• Hélène Clément

Les voies pénétrables de la Route verte


Sur le débarcadère à Longueuil, en attendant la navette vers Montréal.


De l'Abitibi-Témiscamingue à la Gaspésie, du Saguenay-Lac-Saint-Jean aux Cantons-de-l'Est, la Route verte relie par voies cyclables les quatre coins du Québec. Quatre mille kilomètres de pistes ont déjà été aménagés dans 18 régions touristiques de la province. L'objectif final: 4394 kilomètres. Et maintenant? Eh bien, il faudra veiller à la signalisation, au maintien du réseau et... peaufiner. Car le cycliste dodiché en veut toujours plus.

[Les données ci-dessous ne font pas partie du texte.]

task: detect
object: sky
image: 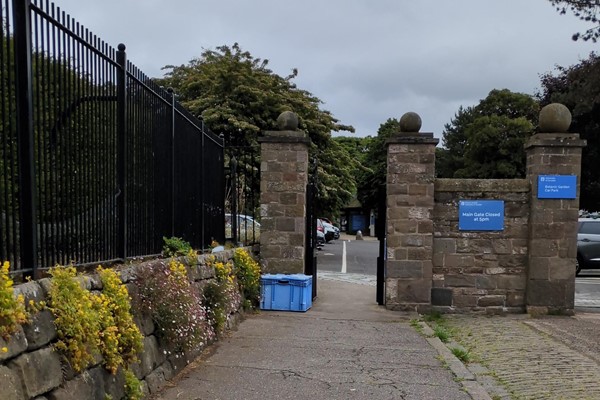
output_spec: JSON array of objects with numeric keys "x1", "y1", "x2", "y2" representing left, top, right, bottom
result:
[{"x1": 47, "y1": 0, "x2": 600, "y2": 138}]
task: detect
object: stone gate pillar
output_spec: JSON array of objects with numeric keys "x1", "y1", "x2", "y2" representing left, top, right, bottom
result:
[
  {"x1": 525, "y1": 104, "x2": 586, "y2": 314},
  {"x1": 385, "y1": 113, "x2": 439, "y2": 310},
  {"x1": 258, "y1": 111, "x2": 310, "y2": 274}
]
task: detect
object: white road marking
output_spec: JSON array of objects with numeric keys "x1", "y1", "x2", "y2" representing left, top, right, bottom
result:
[{"x1": 342, "y1": 242, "x2": 346, "y2": 274}]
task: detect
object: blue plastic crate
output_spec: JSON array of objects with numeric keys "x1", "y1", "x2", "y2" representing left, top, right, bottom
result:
[{"x1": 260, "y1": 274, "x2": 312, "y2": 311}]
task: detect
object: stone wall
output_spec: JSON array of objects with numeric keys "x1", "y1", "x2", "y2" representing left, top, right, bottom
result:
[
  {"x1": 385, "y1": 104, "x2": 586, "y2": 315},
  {"x1": 258, "y1": 112, "x2": 310, "y2": 274},
  {"x1": 432, "y1": 179, "x2": 530, "y2": 313},
  {"x1": 0, "y1": 250, "x2": 246, "y2": 400}
]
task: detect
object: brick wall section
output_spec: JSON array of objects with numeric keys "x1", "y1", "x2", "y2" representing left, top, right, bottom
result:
[
  {"x1": 432, "y1": 179, "x2": 529, "y2": 313},
  {"x1": 259, "y1": 131, "x2": 310, "y2": 274},
  {"x1": 0, "y1": 250, "x2": 248, "y2": 400},
  {"x1": 385, "y1": 133, "x2": 438, "y2": 310},
  {"x1": 525, "y1": 133, "x2": 585, "y2": 314}
]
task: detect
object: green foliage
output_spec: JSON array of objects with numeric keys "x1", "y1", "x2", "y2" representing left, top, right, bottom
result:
[
  {"x1": 48, "y1": 266, "x2": 143, "y2": 374},
  {"x1": 203, "y1": 282, "x2": 229, "y2": 335},
  {"x1": 356, "y1": 118, "x2": 400, "y2": 209},
  {"x1": 450, "y1": 347, "x2": 471, "y2": 364},
  {"x1": 0, "y1": 261, "x2": 29, "y2": 342},
  {"x1": 124, "y1": 369, "x2": 144, "y2": 400},
  {"x1": 98, "y1": 267, "x2": 144, "y2": 374},
  {"x1": 433, "y1": 326, "x2": 450, "y2": 343},
  {"x1": 163, "y1": 236, "x2": 193, "y2": 257},
  {"x1": 423, "y1": 310, "x2": 445, "y2": 324},
  {"x1": 135, "y1": 260, "x2": 214, "y2": 352},
  {"x1": 436, "y1": 89, "x2": 539, "y2": 179},
  {"x1": 203, "y1": 258, "x2": 242, "y2": 335},
  {"x1": 537, "y1": 53, "x2": 600, "y2": 211},
  {"x1": 233, "y1": 248, "x2": 260, "y2": 307},
  {"x1": 48, "y1": 267, "x2": 101, "y2": 372},
  {"x1": 159, "y1": 43, "x2": 354, "y2": 215},
  {"x1": 550, "y1": 0, "x2": 600, "y2": 43}
]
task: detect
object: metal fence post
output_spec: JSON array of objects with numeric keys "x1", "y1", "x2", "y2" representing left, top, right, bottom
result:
[
  {"x1": 13, "y1": 0, "x2": 38, "y2": 278},
  {"x1": 229, "y1": 157, "x2": 239, "y2": 245},
  {"x1": 167, "y1": 88, "x2": 175, "y2": 237},
  {"x1": 117, "y1": 43, "x2": 128, "y2": 259}
]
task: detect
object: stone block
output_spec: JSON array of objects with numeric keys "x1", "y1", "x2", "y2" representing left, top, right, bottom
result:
[
  {"x1": 9, "y1": 347, "x2": 62, "y2": 398},
  {"x1": 386, "y1": 260, "x2": 423, "y2": 279},
  {"x1": 506, "y1": 292, "x2": 525, "y2": 307},
  {"x1": 0, "y1": 326, "x2": 28, "y2": 362},
  {"x1": 0, "y1": 365, "x2": 24, "y2": 400},
  {"x1": 99, "y1": 368, "x2": 125, "y2": 399},
  {"x1": 14, "y1": 281, "x2": 46, "y2": 304},
  {"x1": 48, "y1": 367, "x2": 106, "y2": 400},
  {"x1": 477, "y1": 295, "x2": 506, "y2": 307},
  {"x1": 288, "y1": 232, "x2": 305, "y2": 247},
  {"x1": 498, "y1": 254, "x2": 528, "y2": 268},
  {"x1": 432, "y1": 253, "x2": 444, "y2": 268},
  {"x1": 279, "y1": 193, "x2": 304, "y2": 206},
  {"x1": 23, "y1": 310, "x2": 56, "y2": 350},
  {"x1": 146, "y1": 363, "x2": 170, "y2": 394},
  {"x1": 548, "y1": 258, "x2": 576, "y2": 281},
  {"x1": 433, "y1": 238, "x2": 456, "y2": 254},
  {"x1": 526, "y1": 280, "x2": 575, "y2": 309},
  {"x1": 529, "y1": 237, "x2": 558, "y2": 257},
  {"x1": 406, "y1": 247, "x2": 433, "y2": 261},
  {"x1": 391, "y1": 247, "x2": 411, "y2": 260},
  {"x1": 417, "y1": 220, "x2": 434, "y2": 235},
  {"x1": 133, "y1": 336, "x2": 166, "y2": 379},
  {"x1": 475, "y1": 274, "x2": 498, "y2": 290},
  {"x1": 452, "y1": 293, "x2": 477, "y2": 308},
  {"x1": 444, "y1": 254, "x2": 475, "y2": 268},
  {"x1": 397, "y1": 279, "x2": 431, "y2": 304},
  {"x1": 445, "y1": 274, "x2": 477, "y2": 287},
  {"x1": 275, "y1": 217, "x2": 296, "y2": 232},
  {"x1": 400, "y1": 234, "x2": 433, "y2": 248},
  {"x1": 431, "y1": 287, "x2": 452, "y2": 306},
  {"x1": 497, "y1": 275, "x2": 527, "y2": 290}
]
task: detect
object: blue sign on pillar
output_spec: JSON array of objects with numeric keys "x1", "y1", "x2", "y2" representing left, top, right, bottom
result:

Faire du Québec le paradis du vélo, tel était le rêve des artisans de Vélo Québec à la fin des années 1980. «On publiait des cartes, mais pas vraiment d'itinéraires, explique le directeur général Jean-François Pronovost. Rabouter les voies déjà existantes pour relier le Québec d'est en ouest et du nord au sud: voilà le projet qui germait dans la tête de ces passionnés. «En 1994, nous avons été invités à soumettre l'idée au gouvernement Parizeau. Elle a plu. La mise en marche de la Route verte a débuté en 1995.»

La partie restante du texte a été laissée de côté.